Across this meditative series, Ahn captures the poetics emanating from classic Korean vessels with vigorous precision. The artist projects the intangible realm onto the material world with these objects, which he sometimes presents in fragments. Casting them in extraordinary light, Ahn gestures towards the imperceptible terrains of memory, emotion, and transition. The paintings that comprise Good things take time are arresting yet melancholic portraits of ephemerality.

To evoke a wistful mood, the artist blends gradient dark hues with flecks of warm light, sometimes projected by smoldering candles and buzzing lantern flies. Such is the case in Constellation (little dipper). In this introspective work, fireflies float around the glossy exterior of a white ceramic vase adorned with delicate cobalt flora. This stately object stands sullenly amidst a sea of chilling blue pigment, but the negative space does not appear devoid of affect. Speckled with the insects’ golden fluorescence, it instead appears to summon the presence of transient spirits and untold secrets.

In works like Symbiosis, Ahn leaves the viewer with even more room for imagination through his use of errant light sources and sculptural frames. In this luminous painting, Ahn slices into the exterior of a wooden frame to reveal a rounded channel of bare canvas. The artist frequently invokes this practice throughout the exhibition: manipulating the threshold between painting and sculpture, he floods these exposed edges with beaming stretches of light. In this work, a rose buds from the shining expanse; it’s accompanied by coiling greenery that reaches for a shard of porcelain at the center of the composition. This exquisite fragment is bejeweled with ruby-toned ornamentation and attached to a thin rod that descends into an orb of misting light. As the two radiant pools of light intermingle, they open up worlds of possibility and inquiry, as if portals of rumination.
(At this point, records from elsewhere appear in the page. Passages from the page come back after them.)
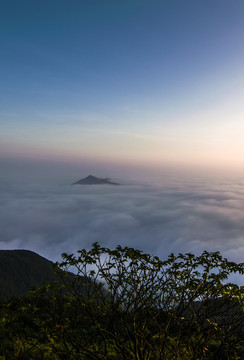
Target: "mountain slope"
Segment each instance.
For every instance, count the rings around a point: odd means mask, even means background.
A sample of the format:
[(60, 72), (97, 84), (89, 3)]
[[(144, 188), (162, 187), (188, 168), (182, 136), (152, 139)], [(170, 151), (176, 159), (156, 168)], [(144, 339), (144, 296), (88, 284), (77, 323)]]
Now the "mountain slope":
[(22, 296), (57, 280), (53, 267), (51, 261), (29, 250), (0, 250), (0, 297)]
[(119, 185), (109, 179), (97, 178), (96, 176), (89, 175), (84, 179), (76, 181), (73, 185)]

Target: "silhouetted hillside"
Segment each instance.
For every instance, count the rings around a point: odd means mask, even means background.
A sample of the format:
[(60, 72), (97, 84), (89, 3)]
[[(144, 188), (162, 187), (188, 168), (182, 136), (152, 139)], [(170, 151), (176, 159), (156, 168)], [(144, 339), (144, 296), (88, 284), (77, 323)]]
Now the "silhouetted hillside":
[(84, 179), (76, 181), (73, 185), (119, 185), (116, 182), (111, 181), (110, 179), (97, 178), (96, 176), (89, 175)]
[(25, 295), (33, 287), (54, 281), (54, 264), (28, 250), (0, 250), (0, 297)]

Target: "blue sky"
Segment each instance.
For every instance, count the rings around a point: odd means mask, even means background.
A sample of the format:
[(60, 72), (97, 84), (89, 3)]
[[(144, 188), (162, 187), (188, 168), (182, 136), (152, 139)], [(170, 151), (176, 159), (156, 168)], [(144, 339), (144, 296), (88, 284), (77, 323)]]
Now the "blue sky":
[[(243, 0), (1, 0), (1, 248), (242, 261), (243, 15)], [(123, 186), (70, 186), (90, 173)]]
[(241, 169), (243, 14), (243, 0), (2, 0), (1, 159)]

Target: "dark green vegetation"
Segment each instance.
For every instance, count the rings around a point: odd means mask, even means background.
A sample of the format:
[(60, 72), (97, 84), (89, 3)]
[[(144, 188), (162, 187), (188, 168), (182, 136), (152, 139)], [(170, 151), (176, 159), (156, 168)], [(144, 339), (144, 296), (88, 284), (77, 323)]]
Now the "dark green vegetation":
[(1, 360), (244, 358), (244, 290), (227, 281), (243, 264), (94, 244), (56, 271), (61, 281), (2, 303)]

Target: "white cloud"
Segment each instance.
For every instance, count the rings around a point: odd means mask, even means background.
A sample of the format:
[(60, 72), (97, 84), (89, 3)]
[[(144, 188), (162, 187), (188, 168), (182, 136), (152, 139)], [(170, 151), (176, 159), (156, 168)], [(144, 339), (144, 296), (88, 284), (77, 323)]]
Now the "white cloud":
[(95, 241), (170, 252), (220, 250), (244, 257), (243, 185), (70, 186), (2, 185), (0, 248), (34, 250), (49, 259)]

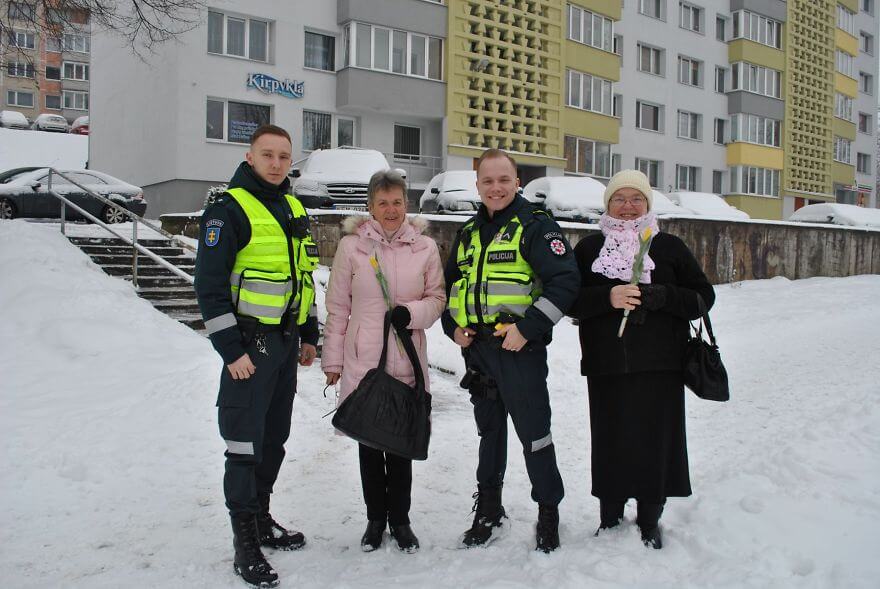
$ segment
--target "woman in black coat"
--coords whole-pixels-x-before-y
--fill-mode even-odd
[[[684,424],[682,362],[688,321],[715,293],[688,247],[659,233],[648,178],[623,170],[608,183],[602,233],[574,248],[581,289],[581,374],[587,377],[592,438],[592,493],[599,499],[597,534],[617,526],[626,501],[646,546],[662,547],[659,521],[667,497],[691,494]],[[629,284],[638,235],[654,240],[638,285]],[[629,309],[623,337],[617,332]]]

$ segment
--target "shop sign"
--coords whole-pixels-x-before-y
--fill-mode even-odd
[[[266,74],[248,74],[247,87],[256,88],[263,94],[280,94],[285,98],[302,98],[306,83],[301,80],[284,81]]]

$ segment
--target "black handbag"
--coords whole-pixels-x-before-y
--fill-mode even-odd
[[[425,460],[431,439],[431,395],[425,390],[422,364],[412,336],[405,329],[397,334],[412,362],[416,384],[412,387],[385,372],[390,327],[389,311],[385,313],[379,365],[371,368],[339,405],[333,415],[333,426],[371,448],[410,460]]]
[[[721,354],[712,333],[712,322],[703,297],[697,295],[700,306],[700,324],[691,324],[691,333],[684,349],[684,384],[701,399],[708,401],[727,401],[730,399],[730,387],[727,383],[727,369],[721,362]],[[703,339],[703,325],[709,341]]]

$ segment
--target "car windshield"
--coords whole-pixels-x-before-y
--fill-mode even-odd
[[[446,172],[446,177],[443,178],[443,190],[445,192],[467,190],[475,193],[477,191],[477,173],[470,170]]]
[[[33,172],[33,170],[23,170],[21,172],[15,173],[15,174],[10,174],[9,176],[4,176],[3,178],[0,178],[0,184],[9,184],[10,182],[15,180],[16,178],[21,178],[25,174],[30,174],[32,172]]]
[[[373,174],[388,167],[388,162],[378,151],[354,149],[316,151],[309,158],[308,171],[363,171]]]

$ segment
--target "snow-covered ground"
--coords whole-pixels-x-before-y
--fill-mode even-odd
[[[325,275],[325,274],[323,274]],[[232,574],[209,342],[138,299],[57,226],[0,221],[0,586],[239,587]],[[573,326],[551,347],[563,547],[536,553],[536,507],[511,435],[512,530],[456,549],[477,436],[459,375],[431,373],[434,437],[414,467],[416,555],[364,554],[356,449],[302,370],[273,512],[308,537],[269,553],[283,587],[877,587],[880,276],[718,288],[733,399],[688,396],[694,496],[671,499],[665,547],[633,506],[594,537],[586,385]],[[461,372],[435,326],[432,363]]]
[[[84,168],[89,137],[23,129],[0,129],[0,172],[25,166]]]

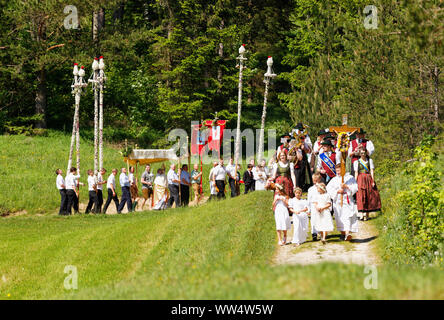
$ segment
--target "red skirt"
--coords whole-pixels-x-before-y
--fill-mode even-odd
[[[369,173],[360,173],[358,175],[358,192],[356,193],[358,211],[381,210],[381,197],[376,184],[372,187],[372,182],[373,179]]]
[[[284,187],[284,191],[290,198],[294,198],[293,193],[293,181],[291,181],[290,178],[287,178],[286,176],[278,176],[276,178],[275,183],[279,183]]]

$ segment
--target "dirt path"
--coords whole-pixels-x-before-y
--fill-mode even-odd
[[[287,244],[279,246],[274,257],[275,264],[314,264],[321,262],[342,262],[360,265],[378,265],[380,259],[376,254],[374,240],[378,236],[376,228],[370,221],[359,221],[359,232],[353,234],[353,239],[342,241],[339,234],[327,236],[327,244],[321,241],[307,242],[300,246]],[[288,239],[293,238],[293,231]]]

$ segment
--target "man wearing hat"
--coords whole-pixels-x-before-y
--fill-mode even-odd
[[[359,132],[356,133],[356,139],[352,140],[350,143],[350,147],[348,148],[348,156],[351,159],[351,167],[350,167],[350,174],[352,176],[355,175],[354,170],[354,162],[358,160],[361,156],[360,151],[361,150],[367,150],[367,155],[369,157],[372,156],[373,152],[375,152],[375,146],[373,145],[373,142],[370,140],[367,140],[365,138],[366,131],[363,128],[359,129]]]
[[[321,174],[325,184],[328,184],[336,176],[335,165],[341,162],[341,155],[334,151],[334,146],[330,140],[322,141],[321,145],[322,153],[318,157],[316,171]]]
[[[315,169],[316,169],[316,165],[318,163],[319,154],[324,152],[321,142],[324,141],[324,138],[327,135],[327,133],[328,133],[328,131],[326,131],[325,129],[319,130],[318,138],[313,145],[313,150],[312,150],[311,159],[310,159],[310,168],[313,173],[316,171]]]

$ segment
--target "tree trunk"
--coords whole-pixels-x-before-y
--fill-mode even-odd
[[[35,124],[36,128],[46,128],[46,70],[42,68],[37,76],[37,93],[35,96],[35,113],[42,115],[42,119]]]
[[[105,10],[100,8],[99,11],[93,12],[92,18],[92,38],[98,42],[100,30],[105,26]]]
[[[224,28],[224,20],[221,21],[219,29],[222,30]],[[219,49],[218,49],[218,55],[220,58],[220,62],[222,62],[222,59],[224,58],[224,44],[222,42],[219,42]],[[217,92],[219,93],[222,88],[222,68],[219,67],[217,69],[217,82],[219,82],[219,88],[217,89]]]

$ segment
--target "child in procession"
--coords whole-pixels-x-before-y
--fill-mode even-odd
[[[276,184],[276,192],[273,200],[274,218],[276,221],[276,232],[280,246],[287,243],[287,231],[291,228],[290,216],[288,215],[288,196],[284,187]],[[281,235],[282,234],[282,235]]]
[[[322,179],[322,177],[319,172],[316,172],[312,175],[313,185],[310,188],[308,188],[308,192],[307,192],[308,208],[309,208],[310,212],[313,212],[315,210],[313,199],[318,194],[317,184],[321,182],[321,179]],[[315,228],[316,216],[310,215],[310,219],[311,219],[311,237],[312,237],[313,241],[316,241],[316,240],[318,240],[318,231]]]
[[[293,240],[291,243],[301,245],[307,239],[308,201],[302,198],[302,189],[295,188],[295,197],[288,201],[288,210],[293,213]]]
[[[318,194],[313,199],[315,228],[321,234],[321,241],[326,244],[327,232],[333,231],[333,220],[330,214],[331,198],[327,193],[325,183],[316,184]]]

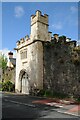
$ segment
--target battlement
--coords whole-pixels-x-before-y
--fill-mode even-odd
[[[36,22],[48,25],[48,15],[42,15],[41,11],[37,10],[35,15],[31,15],[31,26]]]
[[[72,48],[76,47],[76,40],[68,41],[67,44],[70,45]]]
[[[17,48],[21,48],[22,46],[25,46],[30,43],[31,43],[30,38],[28,35],[26,35],[24,38],[21,38],[20,40],[18,40],[16,42],[16,45],[17,45]]]
[[[71,38],[66,38],[66,36],[59,34],[53,34],[48,31],[48,15],[42,15],[41,11],[37,10],[35,15],[31,15],[31,33],[30,37],[26,35],[17,41],[17,48],[21,48],[25,45],[29,45],[35,40],[40,41],[54,41],[54,43],[59,42],[61,44],[67,43],[71,47],[76,46],[76,41],[71,41]]]

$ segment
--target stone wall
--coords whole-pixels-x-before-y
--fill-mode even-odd
[[[44,43],[44,88],[77,96],[80,93],[80,63],[68,43]],[[80,51],[76,52],[79,55]],[[73,57],[74,56],[74,57]]]

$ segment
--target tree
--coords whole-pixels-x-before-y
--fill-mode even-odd
[[[4,54],[0,53],[0,68],[2,69],[3,74],[6,67],[7,67],[7,58]]]

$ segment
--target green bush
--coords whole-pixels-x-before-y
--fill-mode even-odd
[[[80,103],[80,97],[78,97],[78,98],[76,99],[76,102]]]
[[[52,97],[53,94],[52,94],[52,92],[50,90],[46,90],[44,96],[46,96],[46,97]]]
[[[50,90],[40,90],[37,94],[38,96],[51,97],[52,92]]]
[[[40,96],[45,96],[45,97],[60,98],[60,99],[69,97],[68,95],[66,95],[64,93],[54,92],[54,91],[51,91],[51,90],[41,90],[39,92],[39,95]]]
[[[37,96],[44,96],[45,90],[40,90],[37,94]]]
[[[69,96],[67,94],[64,94],[64,93],[53,92],[53,97],[64,99],[64,98],[68,98]]]
[[[15,90],[15,85],[11,81],[2,83],[2,91],[12,92]]]

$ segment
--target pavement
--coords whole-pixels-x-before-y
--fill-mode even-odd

Ahn’s paint application is distinctively metered throughout: the artist opts for neat lines and smooth planes of color and shadow, resulting in hypnotically minimalist still life paintings. In these still lifes, however, Ahn favors the spatial dynamics not literally imaged in the motionless scenes. Good things take time is an ode to the figurative architectures of liminality: across these pensive works, Ahn reckons with the capricious aesthetics of impermanence.

Dabin Ahn (b. 1988, Seoul, South Korea) received a BFA and MFA from the School of the Art Institute of Chicago. Recently, his work has been the subject of presentations at 1969, New York (2024); Ochi, Los Angeles (2023); Shatto Gallery, Los Angeles (2022); Selenas Mountain, Ridgewood, NY (2021); Chicago Manual Style, Chicago (2020); and Andrew Bae Gallery, Chicago (2018). In addition, Ahn has contributed work to group exhibitions at Make Room, Los Angeles (2024); Harper’s, East Hampton (2024); Marvin Gardens, Ridgewood (2023); The Hole, Los Angeles (2023); Mindy Solomon Gallery, Miami (2022); and The Green Gallery, Milwaukee (2020), among other institutions. His work has been featured in publications, including Chicago Magazine, Hypebeast, and Chicago Gallery News. Ahn lives and works in Chicago.